Armed drones and robot pack mules may get the headlines now, but far more powerful strategic effects will be achieved by artificial intelligence and machine-learning systems that select and attack targets autonomously—and fend off the enemy AIs trying to do the same.
As shown by the monograph “20YY: Preparing for War in the Robotic Age,” co-authored by now-Deputy Defense Secretary Robert Work, and the public discussion around Third Offset strategy, U.S. defense officials believe autonomy will change warfare in the air, sea, land and space domains. Yet, policymakers, acquisition professionals, and operators have yet to grapple fully with the implications of autonomy in cyberspace. The word does not even appear in the 2015 DOD Cyber Strategy, nor in the draft National Cyber Incident Response Plan of 2016.

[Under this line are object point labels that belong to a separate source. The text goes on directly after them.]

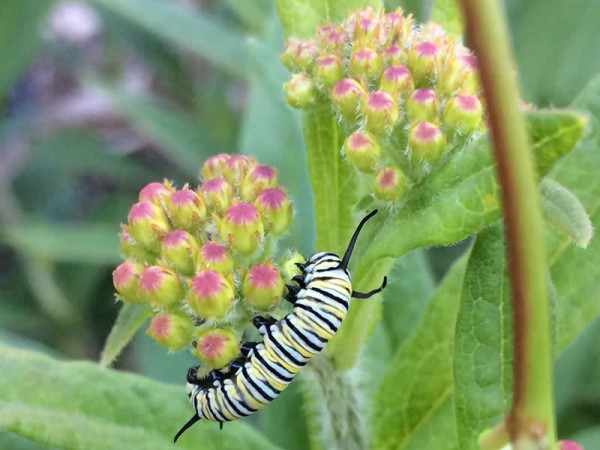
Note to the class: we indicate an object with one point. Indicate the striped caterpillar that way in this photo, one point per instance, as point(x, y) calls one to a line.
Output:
point(320, 302)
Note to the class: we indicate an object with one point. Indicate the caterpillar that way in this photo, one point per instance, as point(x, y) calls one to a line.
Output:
point(320, 301)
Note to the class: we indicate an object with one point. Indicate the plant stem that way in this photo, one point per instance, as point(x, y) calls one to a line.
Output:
point(531, 419)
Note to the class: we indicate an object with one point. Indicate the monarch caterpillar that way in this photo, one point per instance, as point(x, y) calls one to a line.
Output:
point(320, 303)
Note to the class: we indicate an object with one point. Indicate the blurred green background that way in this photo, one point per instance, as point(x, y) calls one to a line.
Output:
point(99, 98)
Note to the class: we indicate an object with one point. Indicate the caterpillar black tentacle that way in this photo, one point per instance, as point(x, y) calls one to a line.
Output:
point(320, 303)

Progress, however, is being made. In June, the Defense Science Board issued an important report that differentiated between “autonomy in motion,” such as robots and self-driving vehicles, and the less-well-known “autonomy at rest,” including most autonomous cyber systems.
Just a few months later, the Defense Advanced Research Projects Agency turned a spotlight on cyber autonomy with its Cyber Grand Challenge at the 2016 DEF CON hacking convention in Las Vegas. Seven teams pitted algorithms against each other in a $2 million contest to autonomously interpret and fix brand-new code, and to patch vulnerabilities at machine speed without causing harm.
Discussions with the Cyber Grand Challenge competitors also revealed something else: that the concept of “counter autonomy” is becoming more important in cybersecurity. Artificial intelligence and machine learning can help select a target to be attacked autonomously, but the target machine also can learn from the attack mounted against it, and design its response accordingly.
This approach is even more powerful when large amounts of data, gathered from distributed, cooperative sensors across the network, can be analyzed quickly and applied to the common defense. In the words of the Defense Science Board report: “The best techniques not only carry out real-time cyber-defense, they also extract useful information about the attacks and generate signatures that help predict and defeat future attacks across the entire network.”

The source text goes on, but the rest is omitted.